ZIMBABWE

ZIMBABWE: Supply of key skills difficult to regulate

Zimbabwe is set to cut back on nursing students' funding and intakes at institutions of higher learning, after all vacancies were filled, a senior official said in a statement. In a related move the state is considering loosening its strict controls over bonded students in its cadetship programme.

The Health and Child Welfare Ministry's secretary, Dr Gerald Gwinji, said in the statement that Zimbabwe's general nursing needs - estimated at between 11,500 and 12,000 - were now fully met, resulting in unemployment for those newly recruited.

But he added that there were vacancies in the fields of midwifery, anaesthetic, intensive care, ophthalmic and theatre nursing.

"The government has been forced to consider cutting down on funding nurses' training and reducing intakes in training schools. We are also open to other suggestions from our various stakeholders. Government is obliged to employ those newly trained nurses it bonded," said Gwinji.

The health ministry official added that the government is also considering scaling back or even removing its student bonding policy to enable excess graduates to find jobs in neighbouring countries such as South Africa.

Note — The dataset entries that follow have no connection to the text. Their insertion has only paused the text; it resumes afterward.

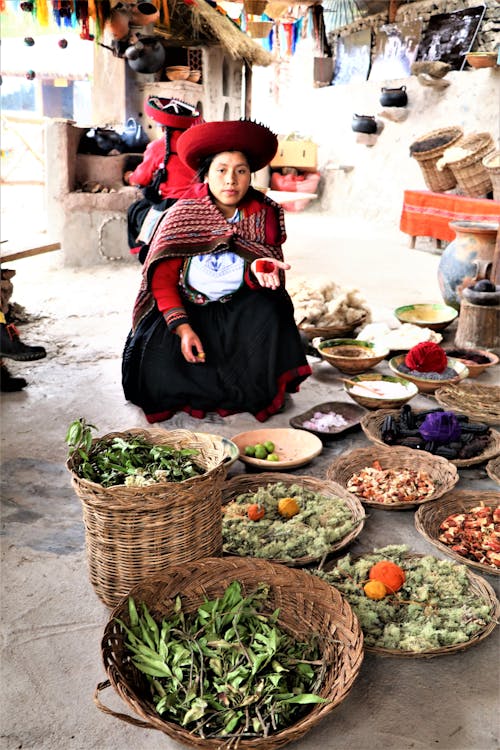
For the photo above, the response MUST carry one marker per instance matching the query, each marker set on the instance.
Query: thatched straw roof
(199, 23)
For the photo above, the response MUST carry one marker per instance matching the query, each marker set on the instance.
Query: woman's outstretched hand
(191, 346)
(266, 271)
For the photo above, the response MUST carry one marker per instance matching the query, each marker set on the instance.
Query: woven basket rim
(410, 458)
(83, 486)
(370, 424)
(428, 518)
(489, 157)
(482, 144)
(472, 395)
(334, 488)
(331, 331)
(493, 469)
(482, 588)
(320, 604)
(438, 150)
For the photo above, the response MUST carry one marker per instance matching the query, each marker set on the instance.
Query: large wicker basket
(492, 164)
(482, 590)
(473, 179)
(135, 532)
(371, 425)
(442, 473)
(429, 518)
(241, 484)
(436, 180)
(306, 606)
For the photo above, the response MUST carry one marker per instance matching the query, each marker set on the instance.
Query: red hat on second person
(257, 142)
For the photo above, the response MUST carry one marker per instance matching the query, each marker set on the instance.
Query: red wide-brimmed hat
(256, 141)
(173, 113)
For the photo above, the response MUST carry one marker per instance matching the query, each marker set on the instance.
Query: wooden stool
(478, 326)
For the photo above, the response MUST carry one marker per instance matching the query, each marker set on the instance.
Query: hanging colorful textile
(42, 12)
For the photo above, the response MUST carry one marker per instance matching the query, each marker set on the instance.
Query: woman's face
(228, 178)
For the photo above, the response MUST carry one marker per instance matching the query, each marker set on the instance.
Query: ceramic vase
(466, 259)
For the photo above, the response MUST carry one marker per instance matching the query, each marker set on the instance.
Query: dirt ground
(52, 620)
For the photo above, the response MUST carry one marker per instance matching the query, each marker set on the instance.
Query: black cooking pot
(393, 97)
(364, 124)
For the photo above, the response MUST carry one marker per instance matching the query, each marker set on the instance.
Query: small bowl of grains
(374, 391)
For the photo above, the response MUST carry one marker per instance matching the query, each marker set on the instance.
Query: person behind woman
(213, 326)
(162, 175)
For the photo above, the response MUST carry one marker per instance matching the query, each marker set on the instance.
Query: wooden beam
(17, 255)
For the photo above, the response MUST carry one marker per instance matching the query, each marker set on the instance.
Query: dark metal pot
(393, 97)
(364, 124)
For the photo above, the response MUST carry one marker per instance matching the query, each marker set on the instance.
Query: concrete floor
(52, 621)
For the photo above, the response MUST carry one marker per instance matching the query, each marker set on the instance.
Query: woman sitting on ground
(213, 327)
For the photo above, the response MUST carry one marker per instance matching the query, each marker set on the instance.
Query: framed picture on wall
(449, 36)
(395, 50)
(352, 58)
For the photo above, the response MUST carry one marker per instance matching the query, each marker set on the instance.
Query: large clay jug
(467, 258)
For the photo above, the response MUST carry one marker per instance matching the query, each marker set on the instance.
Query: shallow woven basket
(306, 605)
(135, 532)
(437, 180)
(330, 332)
(492, 164)
(442, 472)
(483, 590)
(473, 179)
(428, 519)
(241, 484)
(493, 469)
(371, 425)
(478, 402)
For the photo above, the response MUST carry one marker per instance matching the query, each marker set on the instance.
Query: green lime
(260, 451)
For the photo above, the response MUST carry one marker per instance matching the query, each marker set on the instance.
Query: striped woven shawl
(195, 226)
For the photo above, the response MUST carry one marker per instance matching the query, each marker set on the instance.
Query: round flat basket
(240, 485)
(371, 424)
(330, 332)
(473, 179)
(307, 606)
(133, 532)
(428, 149)
(441, 472)
(476, 587)
(428, 520)
(493, 469)
(479, 402)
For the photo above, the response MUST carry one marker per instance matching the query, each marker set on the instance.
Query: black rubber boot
(12, 347)
(10, 383)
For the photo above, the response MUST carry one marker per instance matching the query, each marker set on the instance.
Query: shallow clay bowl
(475, 368)
(380, 402)
(351, 355)
(436, 316)
(426, 385)
(293, 447)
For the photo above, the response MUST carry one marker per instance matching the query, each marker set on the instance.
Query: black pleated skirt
(253, 356)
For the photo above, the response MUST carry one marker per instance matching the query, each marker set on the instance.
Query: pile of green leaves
(133, 461)
(226, 670)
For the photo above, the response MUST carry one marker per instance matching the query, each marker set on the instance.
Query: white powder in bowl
(381, 389)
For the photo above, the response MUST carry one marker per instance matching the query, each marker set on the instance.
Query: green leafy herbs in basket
(275, 535)
(227, 669)
(433, 609)
(130, 462)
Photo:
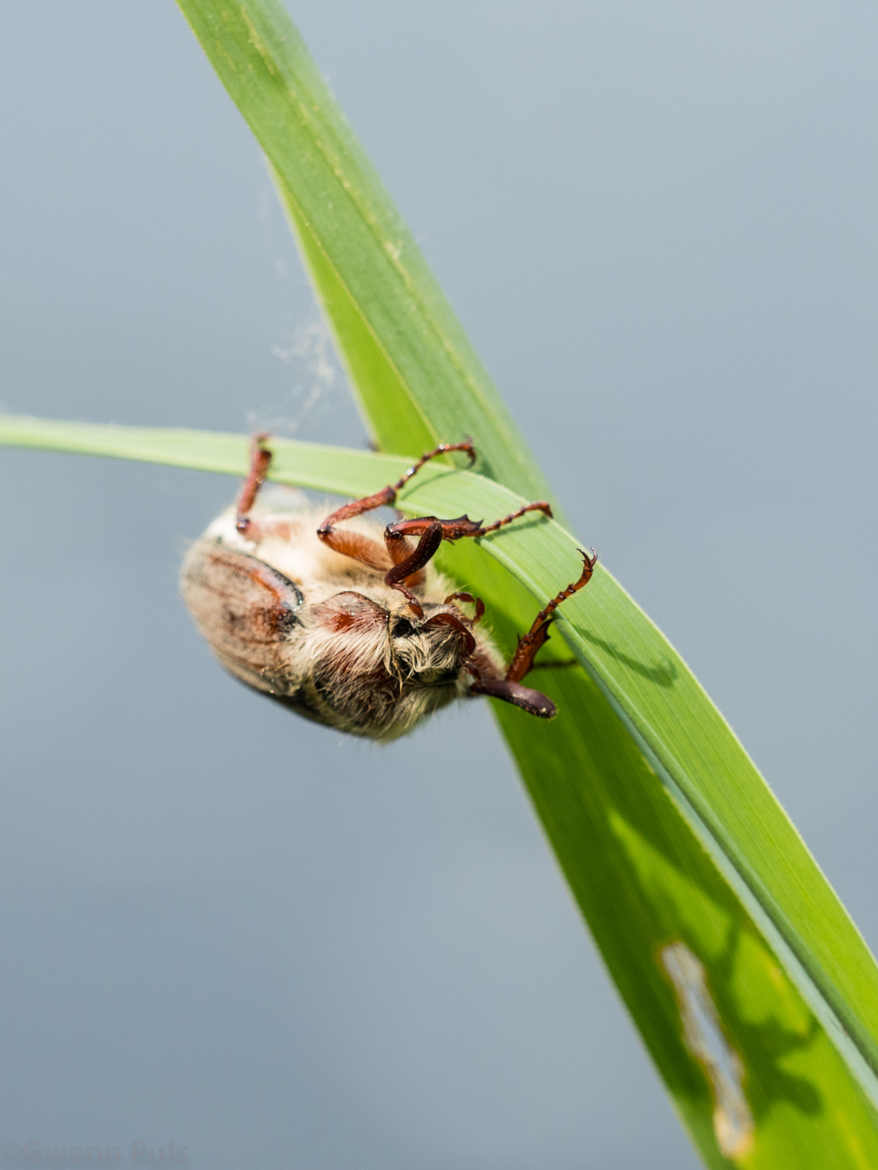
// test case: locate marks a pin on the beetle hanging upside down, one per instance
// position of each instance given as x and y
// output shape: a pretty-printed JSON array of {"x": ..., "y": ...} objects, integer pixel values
[{"x": 354, "y": 626}]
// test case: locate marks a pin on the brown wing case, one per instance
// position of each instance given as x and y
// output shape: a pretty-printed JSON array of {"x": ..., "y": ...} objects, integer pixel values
[{"x": 246, "y": 610}]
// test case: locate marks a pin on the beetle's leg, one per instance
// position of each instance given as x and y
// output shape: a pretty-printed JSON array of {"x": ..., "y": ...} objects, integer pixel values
[
  {"x": 358, "y": 546},
  {"x": 260, "y": 459},
  {"x": 529, "y": 644},
  {"x": 432, "y": 531},
  {"x": 509, "y": 688}
]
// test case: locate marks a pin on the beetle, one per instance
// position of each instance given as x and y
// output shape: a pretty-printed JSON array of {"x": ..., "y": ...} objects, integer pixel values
[{"x": 349, "y": 625}]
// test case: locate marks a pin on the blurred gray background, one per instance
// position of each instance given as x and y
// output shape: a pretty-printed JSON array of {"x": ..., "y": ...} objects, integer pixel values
[{"x": 278, "y": 948}]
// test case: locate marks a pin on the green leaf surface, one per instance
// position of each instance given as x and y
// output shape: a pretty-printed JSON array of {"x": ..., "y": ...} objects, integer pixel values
[{"x": 750, "y": 986}]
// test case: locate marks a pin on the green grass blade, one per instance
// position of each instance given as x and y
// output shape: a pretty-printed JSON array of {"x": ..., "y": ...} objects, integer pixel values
[
  {"x": 642, "y": 862},
  {"x": 750, "y": 986}
]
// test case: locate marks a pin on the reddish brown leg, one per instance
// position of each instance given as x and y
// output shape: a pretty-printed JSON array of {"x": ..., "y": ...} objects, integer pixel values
[
  {"x": 432, "y": 532},
  {"x": 526, "y": 652},
  {"x": 509, "y": 688},
  {"x": 361, "y": 548},
  {"x": 260, "y": 459}
]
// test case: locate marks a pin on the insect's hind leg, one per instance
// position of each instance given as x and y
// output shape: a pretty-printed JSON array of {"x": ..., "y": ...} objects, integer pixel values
[
  {"x": 369, "y": 552},
  {"x": 522, "y": 660},
  {"x": 260, "y": 461}
]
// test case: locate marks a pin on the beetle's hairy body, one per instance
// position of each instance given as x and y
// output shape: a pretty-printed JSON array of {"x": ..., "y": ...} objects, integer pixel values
[
  {"x": 323, "y": 634},
  {"x": 348, "y": 624}
]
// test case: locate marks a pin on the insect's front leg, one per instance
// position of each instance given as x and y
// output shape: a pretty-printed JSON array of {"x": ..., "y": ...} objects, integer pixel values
[
  {"x": 522, "y": 660},
  {"x": 260, "y": 462},
  {"x": 369, "y": 552},
  {"x": 432, "y": 531},
  {"x": 509, "y": 687}
]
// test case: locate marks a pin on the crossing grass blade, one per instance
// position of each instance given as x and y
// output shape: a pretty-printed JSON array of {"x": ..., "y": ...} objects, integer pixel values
[{"x": 752, "y": 989}]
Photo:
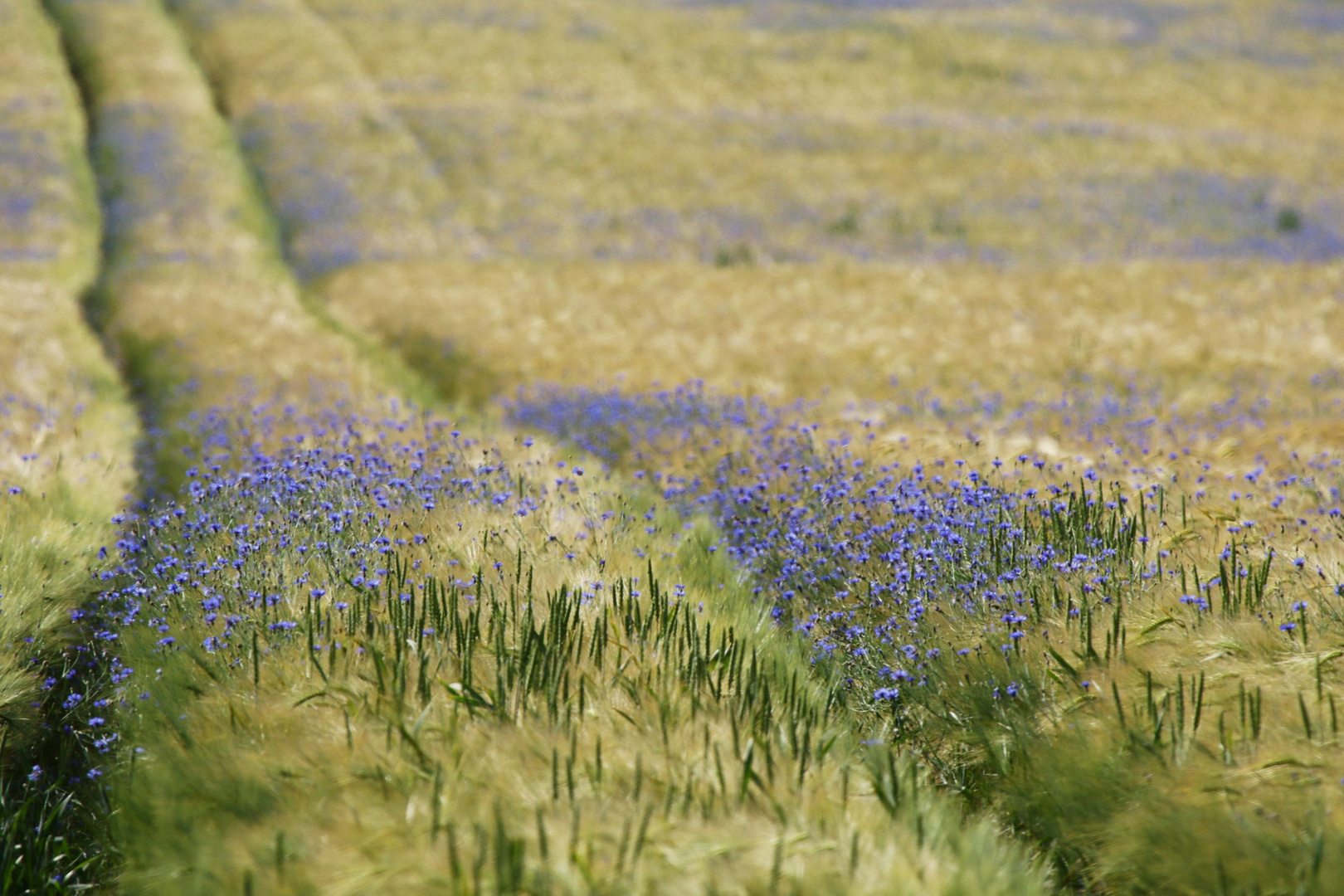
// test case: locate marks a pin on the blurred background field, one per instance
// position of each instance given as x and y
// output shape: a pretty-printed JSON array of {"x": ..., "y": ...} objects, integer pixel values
[{"x": 1012, "y": 334}]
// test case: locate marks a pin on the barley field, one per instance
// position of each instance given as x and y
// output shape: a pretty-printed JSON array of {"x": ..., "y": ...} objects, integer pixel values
[{"x": 671, "y": 446}]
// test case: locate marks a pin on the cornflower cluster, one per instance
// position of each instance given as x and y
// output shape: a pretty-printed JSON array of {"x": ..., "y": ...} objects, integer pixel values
[
  {"x": 884, "y": 567},
  {"x": 268, "y": 544}
]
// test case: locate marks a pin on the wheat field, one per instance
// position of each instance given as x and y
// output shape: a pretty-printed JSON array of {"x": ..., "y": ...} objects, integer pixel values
[{"x": 655, "y": 446}]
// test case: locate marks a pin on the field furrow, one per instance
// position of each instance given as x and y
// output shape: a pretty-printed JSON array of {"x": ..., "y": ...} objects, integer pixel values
[
  {"x": 195, "y": 295},
  {"x": 331, "y": 674},
  {"x": 67, "y": 436},
  {"x": 66, "y": 425},
  {"x": 347, "y": 180}
]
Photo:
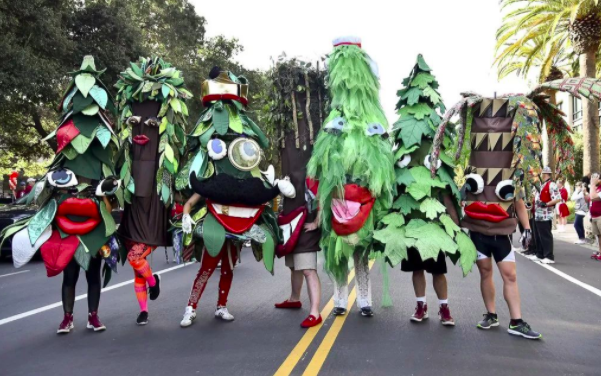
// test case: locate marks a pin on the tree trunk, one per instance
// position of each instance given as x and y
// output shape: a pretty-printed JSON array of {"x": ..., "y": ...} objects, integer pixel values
[{"x": 590, "y": 115}]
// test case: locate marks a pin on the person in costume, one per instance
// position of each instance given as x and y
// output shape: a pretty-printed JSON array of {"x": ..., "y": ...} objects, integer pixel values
[
  {"x": 423, "y": 226},
  {"x": 502, "y": 136},
  {"x": 228, "y": 205},
  {"x": 151, "y": 97},
  {"x": 73, "y": 228},
  {"x": 352, "y": 160},
  {"x": 299, "y": 219}
]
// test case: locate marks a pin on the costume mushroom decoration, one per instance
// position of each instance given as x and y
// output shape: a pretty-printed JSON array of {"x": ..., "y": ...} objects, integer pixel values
[
  {"x": 226, "y": 150},
  {"x": 74, "y": 219}
]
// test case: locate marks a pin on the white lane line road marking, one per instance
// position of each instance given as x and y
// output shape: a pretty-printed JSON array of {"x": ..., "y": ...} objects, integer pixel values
[
  {"x": 563, "y": 275},
  {"x": 79, "y": 297},
  {"x": 9, "y": 274}
]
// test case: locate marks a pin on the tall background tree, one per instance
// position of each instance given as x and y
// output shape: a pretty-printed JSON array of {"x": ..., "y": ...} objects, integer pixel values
[{"x": 578, "y": 21}]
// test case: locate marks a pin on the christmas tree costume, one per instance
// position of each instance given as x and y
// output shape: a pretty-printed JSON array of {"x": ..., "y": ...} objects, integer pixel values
[
  {"x": 151, "y": 99},
  {"x": 423, "y": 225},
  {"x": 73, "y": 228},
  {"x": 352, "y": 160},
  {"x": 499, "y": 141},
  {"x": 229, "y": 204}
]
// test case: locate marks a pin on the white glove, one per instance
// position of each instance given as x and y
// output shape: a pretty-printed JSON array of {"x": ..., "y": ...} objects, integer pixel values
[
  {"x": 286, "y": 188},
  {"x": 187, "y": 223}
]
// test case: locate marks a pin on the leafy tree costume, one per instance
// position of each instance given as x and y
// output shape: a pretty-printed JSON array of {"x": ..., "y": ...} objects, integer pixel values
[
  {"x": 352, "y": 160},
  {"x": 424, "y": 215},
  {"x": 152, "y": 125},
  {"x": 231, "y": 194},
  {"x": 73, "y": 227}
]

In response to a massive brain drain in the health sector, which saw most nurses leave for South Africa, the UK, Australia or New Zealand, the Zimbabwean government established a stringent student bonding system, referred to as the cadetship programme.

Students have heavily criticised the programme, equating it to slavery. Its withdrawal would be welcome.

According to conditions of the programme a cadet (a person receiving state aid for their studies) is compelled to serve the country and be bonded for a minimum period equal to the period in which they were engaged as a cadet.

Should they choose to work outside the country they are required to remit to the government a minimum third of their salary in foreign currency.

While Zimbabwe is experiencing improvements in nursing, it is still reeling from brain drain in other sector. For example, a parliamentary report on the situation at the University of Zimbabwe found that it had hundreds of vacant lecturer posts it had been unable to fill.

A programme launched last year by the International Organization for Migration, or IOM, with the aim of attracting professionals in the diaspora back to Zimbabwe on a short-term basis, has so far seen 24 health professionals return to lecture in the College of Health Sciences at the University of Zimbabwe, providing temporary relief.